January 4, 1821. “Ask Heaven to praise and love Him” my last words to Mother, at four o’clock in the afternoon, were my last indeed, and of any priest on earth to her, to day, at two after midnight she removed to her eternal Home.
They had called Sister Mary Xavier, the Assistant some time before, as she seemed dying. She was wholly conscious but so often deceived, seemed not to believe it was yet the time. However, after she had welcome in a pleasant manner Sister Mary Xavier, by: “Is it you Xavier?” she united with their prayers, which they repeated by intervals, and it being manifest she was dying, her poor daughter Josephine began to cry aloud in a distressing manner, and could not restrain herself, but rather had such convulsions as made the Sisters afraid she would die before her mother. So they sent for me, as much for her as for Mother, whom they considered so long and fully prepared.

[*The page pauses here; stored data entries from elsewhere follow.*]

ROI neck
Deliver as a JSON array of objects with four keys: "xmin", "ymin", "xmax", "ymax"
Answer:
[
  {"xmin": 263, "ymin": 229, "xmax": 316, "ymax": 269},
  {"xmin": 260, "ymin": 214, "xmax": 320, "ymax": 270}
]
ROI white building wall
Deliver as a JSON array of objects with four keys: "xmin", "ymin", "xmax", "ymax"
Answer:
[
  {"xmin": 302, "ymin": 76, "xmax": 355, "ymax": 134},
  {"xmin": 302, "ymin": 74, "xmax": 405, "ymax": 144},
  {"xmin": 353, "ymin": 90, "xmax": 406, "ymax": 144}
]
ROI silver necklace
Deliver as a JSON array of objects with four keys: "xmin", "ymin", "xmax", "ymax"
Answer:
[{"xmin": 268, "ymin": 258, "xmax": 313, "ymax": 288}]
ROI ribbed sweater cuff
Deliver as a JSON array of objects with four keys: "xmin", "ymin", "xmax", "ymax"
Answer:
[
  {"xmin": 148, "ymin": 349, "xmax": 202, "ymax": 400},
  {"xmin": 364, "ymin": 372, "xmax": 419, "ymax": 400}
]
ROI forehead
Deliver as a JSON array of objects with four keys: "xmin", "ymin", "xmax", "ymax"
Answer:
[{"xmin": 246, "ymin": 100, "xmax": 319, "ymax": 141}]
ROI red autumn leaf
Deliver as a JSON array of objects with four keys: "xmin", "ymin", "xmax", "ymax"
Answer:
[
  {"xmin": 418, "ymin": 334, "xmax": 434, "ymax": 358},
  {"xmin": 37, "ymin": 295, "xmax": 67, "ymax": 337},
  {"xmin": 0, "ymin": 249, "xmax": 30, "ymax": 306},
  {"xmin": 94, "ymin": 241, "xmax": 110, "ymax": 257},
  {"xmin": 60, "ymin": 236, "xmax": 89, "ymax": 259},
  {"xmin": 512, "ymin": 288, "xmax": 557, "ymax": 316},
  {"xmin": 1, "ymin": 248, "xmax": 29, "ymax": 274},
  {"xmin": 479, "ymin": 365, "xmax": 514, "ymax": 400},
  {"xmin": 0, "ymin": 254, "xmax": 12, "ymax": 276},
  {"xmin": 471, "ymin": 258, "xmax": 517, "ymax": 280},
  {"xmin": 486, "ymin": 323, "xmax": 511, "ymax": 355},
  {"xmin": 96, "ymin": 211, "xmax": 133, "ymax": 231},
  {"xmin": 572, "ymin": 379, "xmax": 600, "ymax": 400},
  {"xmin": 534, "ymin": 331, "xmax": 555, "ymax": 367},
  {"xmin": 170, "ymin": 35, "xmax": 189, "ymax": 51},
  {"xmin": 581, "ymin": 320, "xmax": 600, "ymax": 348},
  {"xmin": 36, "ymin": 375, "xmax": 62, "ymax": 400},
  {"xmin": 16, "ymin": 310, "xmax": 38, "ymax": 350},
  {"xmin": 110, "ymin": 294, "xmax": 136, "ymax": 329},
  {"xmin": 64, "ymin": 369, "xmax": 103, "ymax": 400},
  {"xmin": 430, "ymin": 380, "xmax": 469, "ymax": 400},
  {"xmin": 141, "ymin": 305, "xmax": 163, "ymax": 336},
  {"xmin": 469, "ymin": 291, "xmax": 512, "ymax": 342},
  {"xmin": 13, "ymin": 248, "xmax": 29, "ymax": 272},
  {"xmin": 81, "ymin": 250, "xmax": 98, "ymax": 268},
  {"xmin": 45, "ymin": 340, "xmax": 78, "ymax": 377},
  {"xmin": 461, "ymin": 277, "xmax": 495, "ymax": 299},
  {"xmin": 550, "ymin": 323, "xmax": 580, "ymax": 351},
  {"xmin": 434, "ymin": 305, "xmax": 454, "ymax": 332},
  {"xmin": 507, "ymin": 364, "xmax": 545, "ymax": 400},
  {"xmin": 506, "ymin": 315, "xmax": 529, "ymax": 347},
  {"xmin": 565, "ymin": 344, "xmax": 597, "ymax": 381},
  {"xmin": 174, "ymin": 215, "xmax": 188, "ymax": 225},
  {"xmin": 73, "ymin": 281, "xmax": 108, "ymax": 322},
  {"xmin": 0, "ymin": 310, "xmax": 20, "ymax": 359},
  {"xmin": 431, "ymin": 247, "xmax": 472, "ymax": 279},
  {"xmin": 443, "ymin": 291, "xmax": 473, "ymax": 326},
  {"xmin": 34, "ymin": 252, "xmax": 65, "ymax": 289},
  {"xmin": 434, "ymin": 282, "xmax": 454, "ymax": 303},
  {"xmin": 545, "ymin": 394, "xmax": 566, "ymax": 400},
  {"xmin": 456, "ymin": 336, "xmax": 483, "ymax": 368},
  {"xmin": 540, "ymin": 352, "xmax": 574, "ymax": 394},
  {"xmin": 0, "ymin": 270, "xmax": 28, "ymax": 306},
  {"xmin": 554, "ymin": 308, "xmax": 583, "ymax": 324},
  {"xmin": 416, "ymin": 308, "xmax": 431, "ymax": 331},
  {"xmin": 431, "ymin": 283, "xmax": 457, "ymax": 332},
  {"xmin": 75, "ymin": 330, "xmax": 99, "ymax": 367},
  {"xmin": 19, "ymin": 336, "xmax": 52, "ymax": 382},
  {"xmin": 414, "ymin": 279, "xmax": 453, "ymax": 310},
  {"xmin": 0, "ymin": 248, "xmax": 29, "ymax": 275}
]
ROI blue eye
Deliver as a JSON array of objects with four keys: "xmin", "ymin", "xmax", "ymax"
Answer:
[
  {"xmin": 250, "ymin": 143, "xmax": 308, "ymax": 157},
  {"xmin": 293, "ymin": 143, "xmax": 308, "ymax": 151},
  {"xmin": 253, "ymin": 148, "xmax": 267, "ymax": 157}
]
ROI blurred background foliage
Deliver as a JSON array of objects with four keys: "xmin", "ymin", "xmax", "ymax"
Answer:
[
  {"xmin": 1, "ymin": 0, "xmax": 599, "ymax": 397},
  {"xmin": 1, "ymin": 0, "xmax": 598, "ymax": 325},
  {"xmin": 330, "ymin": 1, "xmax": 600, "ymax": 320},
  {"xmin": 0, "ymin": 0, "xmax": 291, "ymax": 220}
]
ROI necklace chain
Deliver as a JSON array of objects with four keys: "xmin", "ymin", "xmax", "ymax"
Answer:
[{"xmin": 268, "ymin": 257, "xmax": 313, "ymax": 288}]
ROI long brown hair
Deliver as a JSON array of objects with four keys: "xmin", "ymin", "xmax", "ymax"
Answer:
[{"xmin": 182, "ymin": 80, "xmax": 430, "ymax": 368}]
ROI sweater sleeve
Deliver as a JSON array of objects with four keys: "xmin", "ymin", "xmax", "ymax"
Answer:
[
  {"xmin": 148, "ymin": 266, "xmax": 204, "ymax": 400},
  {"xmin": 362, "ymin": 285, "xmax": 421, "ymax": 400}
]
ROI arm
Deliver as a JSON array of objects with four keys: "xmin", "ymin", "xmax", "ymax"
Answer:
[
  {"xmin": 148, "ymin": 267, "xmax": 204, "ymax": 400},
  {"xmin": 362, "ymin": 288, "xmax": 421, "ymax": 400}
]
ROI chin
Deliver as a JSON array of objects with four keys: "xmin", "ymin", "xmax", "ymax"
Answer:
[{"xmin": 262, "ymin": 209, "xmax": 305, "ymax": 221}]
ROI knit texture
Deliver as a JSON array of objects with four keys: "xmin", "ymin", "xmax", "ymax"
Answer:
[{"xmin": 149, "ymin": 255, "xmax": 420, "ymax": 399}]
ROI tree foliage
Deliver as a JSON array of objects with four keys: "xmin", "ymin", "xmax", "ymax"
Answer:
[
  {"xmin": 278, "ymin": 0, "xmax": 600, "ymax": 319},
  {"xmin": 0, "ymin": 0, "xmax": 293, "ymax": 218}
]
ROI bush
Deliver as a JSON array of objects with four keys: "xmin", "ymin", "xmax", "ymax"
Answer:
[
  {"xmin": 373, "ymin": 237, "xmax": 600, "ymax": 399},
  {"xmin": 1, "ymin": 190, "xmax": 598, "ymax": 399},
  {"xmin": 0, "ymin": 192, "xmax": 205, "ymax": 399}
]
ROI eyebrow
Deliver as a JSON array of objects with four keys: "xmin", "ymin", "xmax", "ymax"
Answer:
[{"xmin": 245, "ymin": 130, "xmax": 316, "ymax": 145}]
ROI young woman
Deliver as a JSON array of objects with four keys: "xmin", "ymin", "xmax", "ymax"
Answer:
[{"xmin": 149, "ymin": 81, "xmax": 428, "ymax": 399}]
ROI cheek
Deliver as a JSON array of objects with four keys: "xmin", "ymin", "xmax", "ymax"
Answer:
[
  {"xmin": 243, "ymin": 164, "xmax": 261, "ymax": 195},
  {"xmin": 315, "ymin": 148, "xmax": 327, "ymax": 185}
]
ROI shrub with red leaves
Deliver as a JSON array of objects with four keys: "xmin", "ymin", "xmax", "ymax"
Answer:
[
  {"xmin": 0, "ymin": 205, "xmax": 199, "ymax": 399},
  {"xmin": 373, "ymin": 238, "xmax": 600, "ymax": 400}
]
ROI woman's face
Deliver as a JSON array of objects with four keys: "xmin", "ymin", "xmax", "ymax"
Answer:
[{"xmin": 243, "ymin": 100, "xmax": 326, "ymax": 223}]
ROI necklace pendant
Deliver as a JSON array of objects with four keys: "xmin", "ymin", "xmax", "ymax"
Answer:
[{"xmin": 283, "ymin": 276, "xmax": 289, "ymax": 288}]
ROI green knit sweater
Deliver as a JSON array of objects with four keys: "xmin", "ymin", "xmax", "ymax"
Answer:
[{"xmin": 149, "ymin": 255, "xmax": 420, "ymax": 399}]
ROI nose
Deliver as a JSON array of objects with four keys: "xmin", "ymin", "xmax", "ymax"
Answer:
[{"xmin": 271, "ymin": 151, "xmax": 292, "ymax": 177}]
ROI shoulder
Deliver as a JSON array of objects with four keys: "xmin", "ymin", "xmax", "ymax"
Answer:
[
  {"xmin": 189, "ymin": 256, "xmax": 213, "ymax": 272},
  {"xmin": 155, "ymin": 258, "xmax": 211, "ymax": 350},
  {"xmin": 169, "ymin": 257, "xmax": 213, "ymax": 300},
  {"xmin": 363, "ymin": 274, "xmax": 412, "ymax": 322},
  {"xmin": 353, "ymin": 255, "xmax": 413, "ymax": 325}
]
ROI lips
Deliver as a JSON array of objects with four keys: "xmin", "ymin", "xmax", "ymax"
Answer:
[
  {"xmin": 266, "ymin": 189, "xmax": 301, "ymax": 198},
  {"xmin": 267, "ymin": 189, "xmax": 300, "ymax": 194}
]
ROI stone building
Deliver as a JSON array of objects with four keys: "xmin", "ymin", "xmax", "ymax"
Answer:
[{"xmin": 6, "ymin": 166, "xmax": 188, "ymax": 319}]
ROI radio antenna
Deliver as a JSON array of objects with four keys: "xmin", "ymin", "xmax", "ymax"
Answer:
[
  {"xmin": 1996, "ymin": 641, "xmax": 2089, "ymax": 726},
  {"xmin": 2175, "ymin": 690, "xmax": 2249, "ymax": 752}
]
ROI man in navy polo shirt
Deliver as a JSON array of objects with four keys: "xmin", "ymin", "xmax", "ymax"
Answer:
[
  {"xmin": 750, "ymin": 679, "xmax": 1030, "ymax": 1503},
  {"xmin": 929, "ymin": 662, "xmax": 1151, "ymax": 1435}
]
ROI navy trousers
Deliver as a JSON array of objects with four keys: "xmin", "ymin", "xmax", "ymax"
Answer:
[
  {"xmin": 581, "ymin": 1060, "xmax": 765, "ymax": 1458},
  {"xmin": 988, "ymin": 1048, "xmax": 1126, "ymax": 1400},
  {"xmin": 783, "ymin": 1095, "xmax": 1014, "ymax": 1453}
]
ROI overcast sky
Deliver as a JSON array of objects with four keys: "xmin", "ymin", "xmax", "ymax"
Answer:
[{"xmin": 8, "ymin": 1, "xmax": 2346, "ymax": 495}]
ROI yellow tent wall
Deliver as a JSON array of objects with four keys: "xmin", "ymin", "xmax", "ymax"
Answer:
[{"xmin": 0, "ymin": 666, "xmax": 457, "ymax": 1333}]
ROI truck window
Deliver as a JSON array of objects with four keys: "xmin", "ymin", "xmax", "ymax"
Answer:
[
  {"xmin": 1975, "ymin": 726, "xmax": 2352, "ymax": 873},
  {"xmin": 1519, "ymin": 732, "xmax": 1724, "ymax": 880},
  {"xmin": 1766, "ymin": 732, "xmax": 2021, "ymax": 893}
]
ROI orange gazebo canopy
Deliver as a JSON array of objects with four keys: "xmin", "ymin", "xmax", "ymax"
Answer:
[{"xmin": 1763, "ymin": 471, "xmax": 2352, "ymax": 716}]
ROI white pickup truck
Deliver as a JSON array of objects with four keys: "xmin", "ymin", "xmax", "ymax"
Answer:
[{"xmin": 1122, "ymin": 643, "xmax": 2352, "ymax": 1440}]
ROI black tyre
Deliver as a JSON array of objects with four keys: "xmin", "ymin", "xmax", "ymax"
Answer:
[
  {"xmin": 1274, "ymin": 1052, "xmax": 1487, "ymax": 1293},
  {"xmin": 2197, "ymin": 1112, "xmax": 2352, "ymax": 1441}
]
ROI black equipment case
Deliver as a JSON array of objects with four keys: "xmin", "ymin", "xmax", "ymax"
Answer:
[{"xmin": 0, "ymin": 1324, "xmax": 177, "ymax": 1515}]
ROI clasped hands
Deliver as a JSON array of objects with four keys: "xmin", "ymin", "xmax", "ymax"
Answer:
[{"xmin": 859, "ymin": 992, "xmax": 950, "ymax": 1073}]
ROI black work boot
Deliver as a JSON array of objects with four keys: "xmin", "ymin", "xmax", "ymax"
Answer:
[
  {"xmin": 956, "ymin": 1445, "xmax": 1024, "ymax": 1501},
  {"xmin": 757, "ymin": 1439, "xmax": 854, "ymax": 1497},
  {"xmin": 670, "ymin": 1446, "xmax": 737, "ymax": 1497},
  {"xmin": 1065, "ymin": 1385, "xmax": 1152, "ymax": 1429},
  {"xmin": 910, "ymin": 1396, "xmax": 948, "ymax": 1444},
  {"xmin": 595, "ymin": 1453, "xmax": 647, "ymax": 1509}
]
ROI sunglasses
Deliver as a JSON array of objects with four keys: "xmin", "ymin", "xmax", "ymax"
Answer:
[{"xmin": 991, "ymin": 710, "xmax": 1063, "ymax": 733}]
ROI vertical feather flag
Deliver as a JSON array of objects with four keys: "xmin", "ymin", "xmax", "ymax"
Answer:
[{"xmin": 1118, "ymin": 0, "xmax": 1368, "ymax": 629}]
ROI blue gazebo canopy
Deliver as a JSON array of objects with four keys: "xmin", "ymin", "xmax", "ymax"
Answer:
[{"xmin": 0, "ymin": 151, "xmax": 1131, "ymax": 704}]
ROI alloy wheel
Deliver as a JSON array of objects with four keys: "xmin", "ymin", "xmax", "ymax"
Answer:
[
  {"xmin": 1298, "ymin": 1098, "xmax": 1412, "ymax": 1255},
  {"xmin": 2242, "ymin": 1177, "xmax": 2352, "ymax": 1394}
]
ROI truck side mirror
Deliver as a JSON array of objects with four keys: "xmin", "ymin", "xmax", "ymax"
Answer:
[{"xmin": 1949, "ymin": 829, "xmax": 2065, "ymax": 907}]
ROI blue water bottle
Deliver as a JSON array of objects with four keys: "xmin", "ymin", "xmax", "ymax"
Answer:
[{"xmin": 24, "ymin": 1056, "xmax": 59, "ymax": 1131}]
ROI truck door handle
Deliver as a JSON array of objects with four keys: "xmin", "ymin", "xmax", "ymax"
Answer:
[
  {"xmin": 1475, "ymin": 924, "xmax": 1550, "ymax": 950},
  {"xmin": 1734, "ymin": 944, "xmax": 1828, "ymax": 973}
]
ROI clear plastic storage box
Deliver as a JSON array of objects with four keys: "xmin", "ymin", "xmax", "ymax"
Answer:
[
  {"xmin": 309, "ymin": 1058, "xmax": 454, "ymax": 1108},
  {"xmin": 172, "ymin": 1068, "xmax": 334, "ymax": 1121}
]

The dying mother must have well noticed that exceeding grief of her daughter, but happily seemed not to be disturbed by it, being we hope long tried and strengthened that side [sic]. She soon could not breathe and ceased to live.
I arrived quarter of an hour after she had expired.
Towards midnight, one of the nurses tells me, offering her a drink she refused a moment, “in hope,” she said, “that on the morning she might be granted one Communion more,” – (like her Anina) – The night of Sunday last, after the Viaticum of Saturday, being extremely thirsty towards midnight the same nurse, Sister Susan, urged her to drink.
“O, no!” she said. “Eternity, let us mind that,” and she kept on for one communion more.
Last night, amidst the various prayers said for her she began the prayer of Pius VII – “May the most just, the most high, and the most amiable will of God be accomplished forever!” …
… She had about an hour of hard agony, then, ending sweetly — When Sister Xavier said: “Our Lord calls you!” she asked “Who?” as if not actually sensible of that call. Then she lowered her breathing, and died very gently, “as if to sleep,” said Sister Anastasia: and not a struggle or gasp afterword.